Christopher Preble and William Ruger make the case against the continued pursuit of primacy:

There have always been dangers in the world, and there always will be. To the extent that we can identify myriad threats that our ancestors could not fathom, primacy compounds the problem. By calling on the United States to deal with so many threats, to so many people, in so many places, primacy ensures that even distant problems become our own [bold mine-DL].

Primacy’s other key problem is that, contrary to the claims of its advocates, it inadvertently increases the risk of conflict. Allies are more willing to confront powerful rivals because they are confident that the United States will rescue them [bold mine-DL] if the confrontation turns ugly, a classic case of moral hazard, or what MIT’s Barry Posen calls “reckless driving.”

I agree with all of that. I would just add that primacy also makes conflict more likely by giving U.S. policymakers a ready-made excuse to resort to the use of force against a number of other states or to support clients in their military campaigns. Insofar as they justify U.S. primacy by claiming to be the protector of “world order,” our leaders assume that our government has the right and even the responsibility to interfere in foreign conflicts and to police civil wars on the other side of the world. The U.S. arrogates to itself the authority to determine which foreign governments should remain in power and which should be undermined or overthrown, and it sometimes gives itself the role of executioner when it decides that a foreign leader’s rule should end. By assuming the role of enforcer of “world order,” the U.S. takes upon itself the responsibility for forcefully responding to new conflicts, and any administration that isn’t sufficiently eager to do that comes under severe criticism for its “failure to lead.”

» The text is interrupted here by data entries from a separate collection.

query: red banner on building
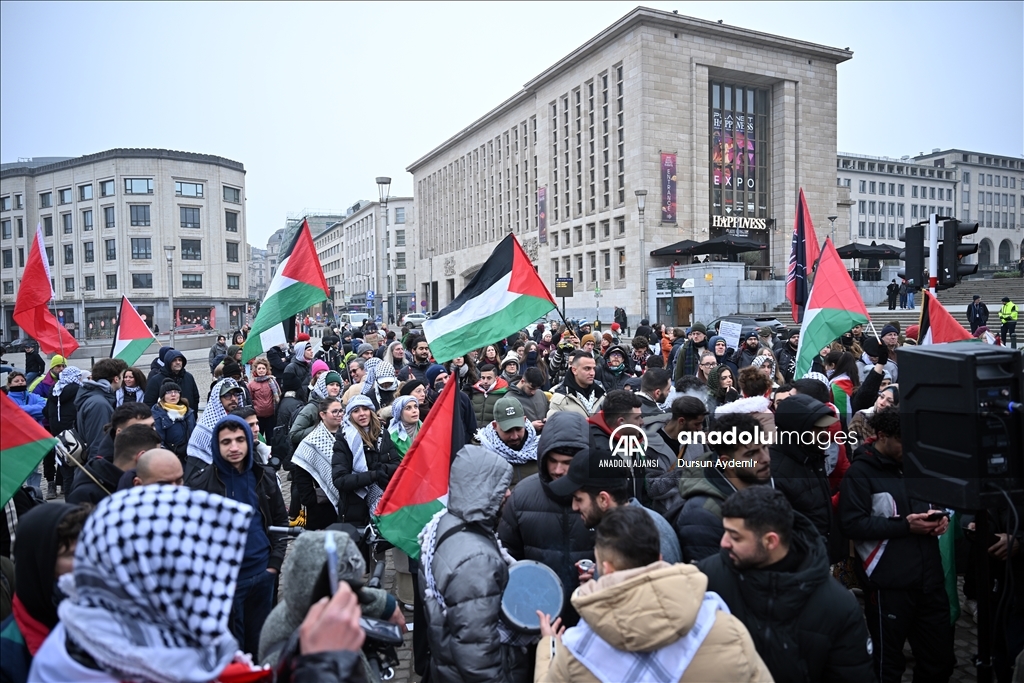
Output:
[537,187,548,245]
[662,152,676,223]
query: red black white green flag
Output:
[423,233,556,362]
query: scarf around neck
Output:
[292,422,339,507]
[57,485,253,683]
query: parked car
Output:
[5,337,39,353]
[708,315,786,343]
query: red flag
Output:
[918,290,974,346]
[14,225,78,358]
[785,187,820,323]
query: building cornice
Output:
[406,7,853,173]
[0,147,246,178]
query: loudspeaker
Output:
[896,342,1024,510]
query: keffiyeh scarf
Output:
[187,377,241,465]
[341,395,384,513]
[52,366,83,422]
[476,420,537,465]
[292,422,339,507]
[57,486,253,683]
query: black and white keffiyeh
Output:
[476,420,538,465]
[57,486,253,683]
[341,395,384,512]
[52,366,85,422]
[292,422,342,507]
[186,377,242,465]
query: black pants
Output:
[864,586,956,683]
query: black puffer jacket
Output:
[839,440,943,591]
[768,394,848,561]
[331,428,401,527]
[697,514,877,683]
[498,413,594,626]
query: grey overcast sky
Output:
[0,2,1024,247]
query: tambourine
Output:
[502,560,563,634]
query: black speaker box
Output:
[897,342,1024,510]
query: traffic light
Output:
[939,218,978,287]
[897,225,928,287]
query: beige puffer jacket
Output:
[534,562,772,683]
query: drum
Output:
[502,560,562,634]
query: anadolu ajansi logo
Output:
[608,424,647,462]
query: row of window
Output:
[964,171,1017,189]
[0,204,239,240]
[551,248,626,287]
[550,216,626,249]
[19,178,243,209]
[3,272,242,294]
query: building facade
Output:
[835,153,956,247]
[408,8,852,319]
[0,148,248,339]
[914,150,1024,272]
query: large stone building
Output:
[408,7,852,319]
[313,197,417,319]
[914,150,1024,272]
[0,150,248,339]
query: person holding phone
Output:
[839,409,956,683]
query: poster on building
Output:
[537,187,548,245]
[662,152,676,223]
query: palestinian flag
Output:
[423,233,555,362]
[242,220,328,361]
[0,392,57,507]
[794,238,870,379]
[374,381,466,559]
[918,290,974,346]
[111,295,157,366]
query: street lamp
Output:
[634,189,647,325]
[164,245,174,348]
[425,247,434,313]
[377,176,394,325]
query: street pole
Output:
[164,245,175,348]
[928,213,937,296]
[634,189,649,319]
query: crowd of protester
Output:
[0,321,1024,683]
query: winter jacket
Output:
[44,384,81,436]
[672,466,736,562]
[697,514,877,683]
[534,562,772,683]
[187,415,288,579]
[248,375,281,418]
[7,388,45,425]
[418,445,529,683]
[331,427,401,528]
[548,373,604,420]
[498,413,594,626]
[839,443,943,592]
[768,396,848,561]
[508,384,550,422]
[65,458,124,506]
[153,403,196,461]
[142,349,201,412]
[207,342,227,373]
[75,380,117,458]
[466,377,509,425]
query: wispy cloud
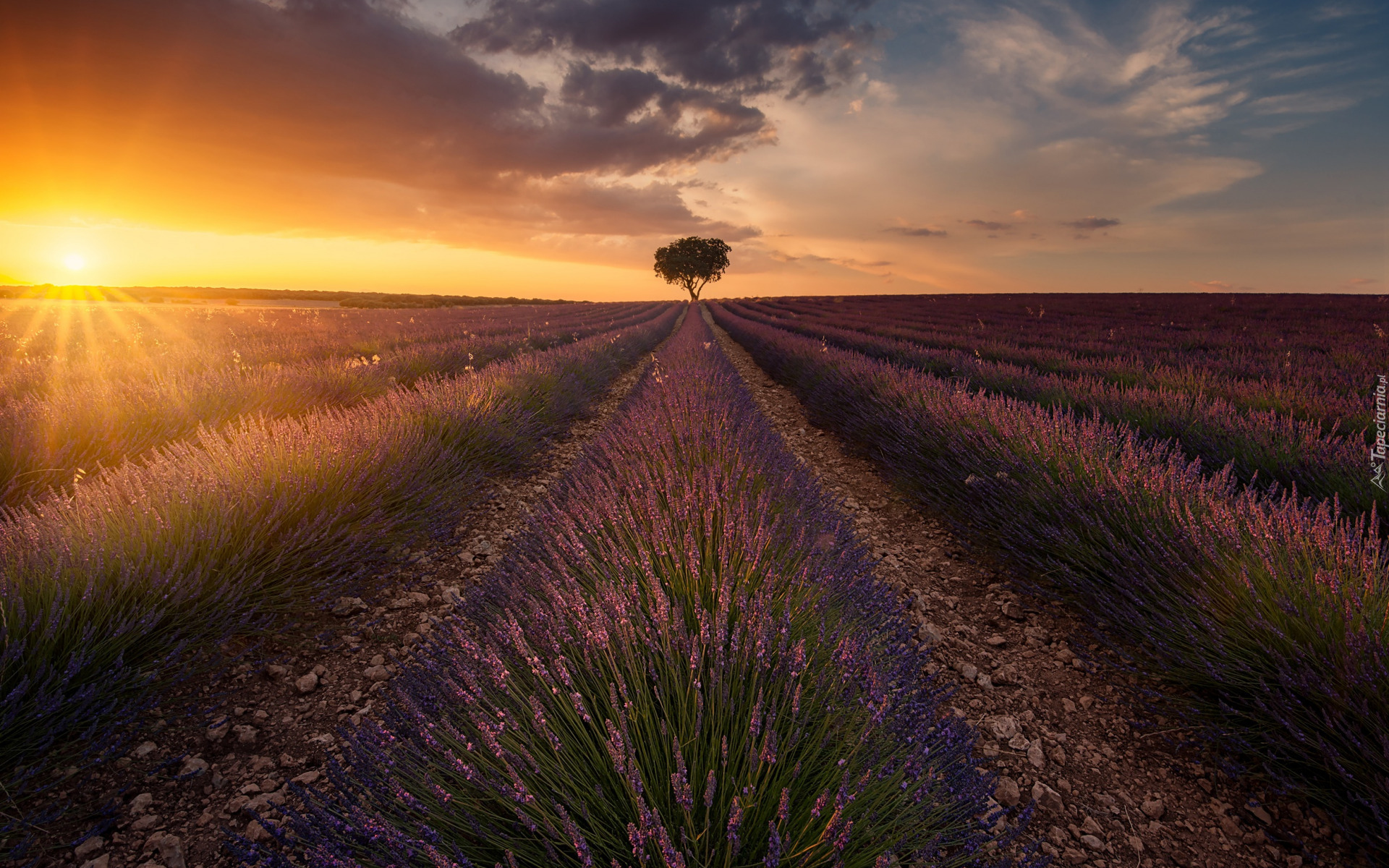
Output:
[1061,217,1121,232]
[883,226,948,237]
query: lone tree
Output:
[655,236,732,302]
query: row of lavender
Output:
[0,305,679,855]
[728,304,1389,519]
[714,305,1389,847]
[0,302,619,400]
[240,310,1044,868]
[770,294,1389,418]
[757,296,1389,432]
[0,304,663,506]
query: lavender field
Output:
[0,296,1389,868]
[711,296,1389,847]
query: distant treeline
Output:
[0,284,569,307]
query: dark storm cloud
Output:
[451,0,872,95]
[1061,217,1121,232]
[0,0,799,234]
[883,226,948,237]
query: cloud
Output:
[0,0,838,249]
[450,0,872,95]
[883,226,948,237]
[1061,217,1121,232]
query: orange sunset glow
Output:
[0,0,1386,300]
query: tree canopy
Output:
[655,236,732,302]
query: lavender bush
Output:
[240,308,1033,868]
[714,307,1389,847]
[729,304,1389,519]
[0,304,663,506]
[0,305,679,833]
[757,293,1389,432]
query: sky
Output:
[0,0,1389,300]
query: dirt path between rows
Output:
[43,302,1356,868]
[42,320,682,868]
[704,311,1369,868]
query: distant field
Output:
[711,296,1389,842]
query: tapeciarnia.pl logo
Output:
[1369,373,1389,492]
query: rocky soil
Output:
[27,310,1368,868]
[19,323,679,868]
[715,311,1371,868]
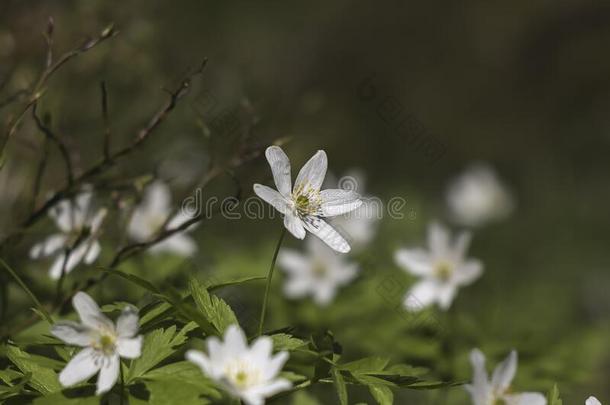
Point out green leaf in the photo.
[126,322,197,383]
[331,367,348,405]
[547,384,563,405]
[271,333,306,351]
[189,280,239,333]
[5,345,61,395]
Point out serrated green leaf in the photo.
[5,345,61,395]
[330,367,348,405]
[189,280,238,334]
[126,322,197,383]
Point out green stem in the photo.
[0,258,53,325]
[257,227,286,336]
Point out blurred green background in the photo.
[0,0,610,404]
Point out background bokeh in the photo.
[0,0,610,404]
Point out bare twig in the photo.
[32,103,74,186]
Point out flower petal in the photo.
[284,212,305,239]
[394,249,434,276]
[261,146,292,198]
[491,350,517,392]
[72,291,114,330]
[116,305,140,338]
[95,354,121,395]
[117,336,142,359]
[304,217,350,253]
[59,347,100,387]
[294,150,328,191]
[253,184,289,214]
[51,321,91,347]
[320,188,362,217]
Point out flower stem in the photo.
[0,259,53,324]
[257,227,286,336]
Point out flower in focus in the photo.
[447,165,514,227]
[127,180,197,256]
[466,349,546,405]
[30,188,107,279]
[254,146,362,253]
[51,292,142,395]
[186,325,292,405]
[278,237,358,305]
[394,223,483,311]
[332,170,381,249]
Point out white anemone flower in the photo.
[51,292,142,395]
[127,180,197,256]
[254,146,362,253]
[466,349,546,405]
[278,237,358,305]
[30,188,107,279]
[394,222,483,311]
[186,325,292,405]
[447,164,514,227]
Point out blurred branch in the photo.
[0,19,118,163]
[32,102,74,186]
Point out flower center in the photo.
[434,261,453,281]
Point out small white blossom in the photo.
[254,146,362,253]
[30,189,107,279]
[466,349,546,405]
[394,223,483,311]
[51,292,142,395]
[278,237,358,305]
[447,164,514,227]
[127,180,197,256]
[186,325,292,405]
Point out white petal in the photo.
[85,240,102,264]
[404,280,440,311]
[503,392,546,405]
[284,212,305,239]
[72,291,114,330]
[59,348,100,387]
[117,336,142,359]
[453,260,483,285]
[51,321,92,346]
[304,217,350,253]
[320,188,362,217]
[261,146,292,198]
[116,306,140,338]
[253,184,288,214]
[394,249,434,276]
[95,355,121,395]
[224,325,247,356]
[294,150,328,191]
[30,234,66,259]
[491,350,517,392]
[585,396,602,405]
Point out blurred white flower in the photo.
[254,146,362,253]
[186,325,292,405]
[30,187,107,279]
[332,170,381,249]
[278,237,358,305]
[466,349,546,405]
[51,292,142,395]
[127,180,197,256]
[447,164,514,227]
[394,223,483,311]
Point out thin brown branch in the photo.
[32,103,74,187]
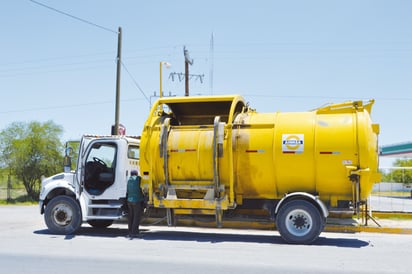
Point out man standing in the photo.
[126,170,144,238]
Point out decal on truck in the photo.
[282,134,305,154]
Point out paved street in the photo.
[0,206,412,273]
[370,195,412,213]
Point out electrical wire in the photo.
[29,0,118,34]
[121,62,150,104]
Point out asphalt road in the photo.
[0,206,412,274]
[370,195,412,213]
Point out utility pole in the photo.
[112,27,122,135]
[183,46,193,96]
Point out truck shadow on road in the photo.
[34,227,369,248]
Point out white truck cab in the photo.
[39,135,140,234]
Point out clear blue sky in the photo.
[0,0,412,165]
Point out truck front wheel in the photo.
[44,196,82,235]
[276,200,323,244]
[87,220,113,228]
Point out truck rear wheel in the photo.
[276,200,324,244]
[44,195,82,235]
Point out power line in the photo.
[122,62,150,104]
[29,0,118,34]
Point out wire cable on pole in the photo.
[29,0,118,34]
[121,62,150,104]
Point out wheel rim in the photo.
[285,209,313,237]
[53,204,73,226]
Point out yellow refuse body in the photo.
[140,95,380,242]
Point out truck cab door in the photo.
[75,138,91,199]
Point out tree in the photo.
[383,159,412,184]
[0,121,63,200]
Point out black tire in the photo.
[87,220,113,228]
[276,200,324,244]
[44,195,82,235]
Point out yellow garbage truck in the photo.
[140,95,380,244]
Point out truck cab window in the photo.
[84,143,117,195]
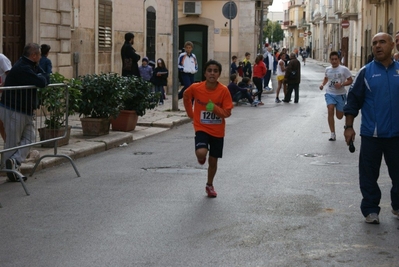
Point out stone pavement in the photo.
[0,58,356,182]
[5,99,190,181]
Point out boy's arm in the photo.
[183,86,194,119]
[213,91,233,118]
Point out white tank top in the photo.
[277,59,285,76]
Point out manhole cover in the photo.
[297,153,323,158]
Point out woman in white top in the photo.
[275,52,287,103]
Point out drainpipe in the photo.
[94,0,99,73]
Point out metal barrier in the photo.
[0,83,80,203]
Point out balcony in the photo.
[287,20,298,29]
[334,0,342,18]
[340,0,359,20]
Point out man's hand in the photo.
[344,128,356,146]
[206,99,215,112]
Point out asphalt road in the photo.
[0,63,399,267]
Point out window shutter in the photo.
[98,2,112,49]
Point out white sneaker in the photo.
[365,213,380,224]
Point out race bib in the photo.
[200,110,222,124]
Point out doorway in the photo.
[3,0,25,65]
[146,6,157,62]
[179,24,208,81]
[341,37,349,67]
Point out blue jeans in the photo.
[178,72,194,99]
[284,83,299,103]
[359,136,399,217]
[155,85,165,103]
[263,70,272,87]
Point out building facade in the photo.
[285,0,399,70]
[0,0,273,91]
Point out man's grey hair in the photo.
[23,43,40,57]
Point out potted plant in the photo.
[38,73,80,147]
[79,73,127,136]
[111,76,160,132]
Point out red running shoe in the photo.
[197,157,206,165]
[205,185,218,197]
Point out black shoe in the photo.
[6,158,19,182]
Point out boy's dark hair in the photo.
[230,73,237,82]
[40,44,51,56]
[329,51,339,59]
[184,41,194,48]
[241,77,251,84]
[204,59,222,73]
[125,32,134,42]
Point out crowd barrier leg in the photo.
[0,83,80,207]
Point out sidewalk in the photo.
[13,99,190,180]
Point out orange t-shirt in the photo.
[183,81,233,137]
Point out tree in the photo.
[263,19,284,44]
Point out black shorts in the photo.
[195,131,224,158]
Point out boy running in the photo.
[320,51,353,141]
[183,60,233,197]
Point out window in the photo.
[98,0,112,50]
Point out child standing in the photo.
[151,58,169,105]
[139,57,152,82]
[183,60,233,197]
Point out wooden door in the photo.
[341,37,349,67]
[3,0,25,64]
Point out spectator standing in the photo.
[263,46,274,90]
[121,32,140,77]
[0,43,50,182]
[283,53,301,103]
[230,56,238,75]
[178,41,198,99]
[320,51,353,141]
[252,55,267,105]
[273,51,278,75]
[344,32,399,224]
[395,31,399,51]
[139,57,153,82]
[39,44,53,75]
[301,50,308,66]
[275,52,287,103]
[242,52,252,78]
[152,58,169,105]
[227,74,257,106]
[184,60,233,197]
[0,53,12,141]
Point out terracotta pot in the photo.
[80,118,110,136]
[37,125,72,147]
[111,110,139,132]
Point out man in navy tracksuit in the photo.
[344,33,399,224]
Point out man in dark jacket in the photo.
[283,53,301,103]
[121,32,140,77]
[0,43,49,182]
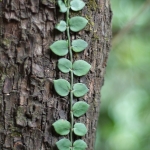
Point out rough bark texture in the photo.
[0,0,111,150]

In addition to all that, our leaders believe that in order to demonstrate “leadership” the U.S. has to indulge our clients in whatever aggressive and destructive behavior they deem appropriate and to give them uncritical backing in the name of “reassurance.” If our clients want to stoke a conflict in another country, our leaders act as if we have to go along to keep them happy, and if they want to attack a neighbor our leaders back them up with absurd claims that they are merely defending themselves. Washington indulges these states in the name of preserving the relationship with them, but in so doing shows why the relationships themselves are toxic liabilities that need to be cast aside.

When Clinton talks about U.S. “leadership” and “American exceptionalism” later today, these are the shoddy and dangerous assumptions that she’ll be relying on.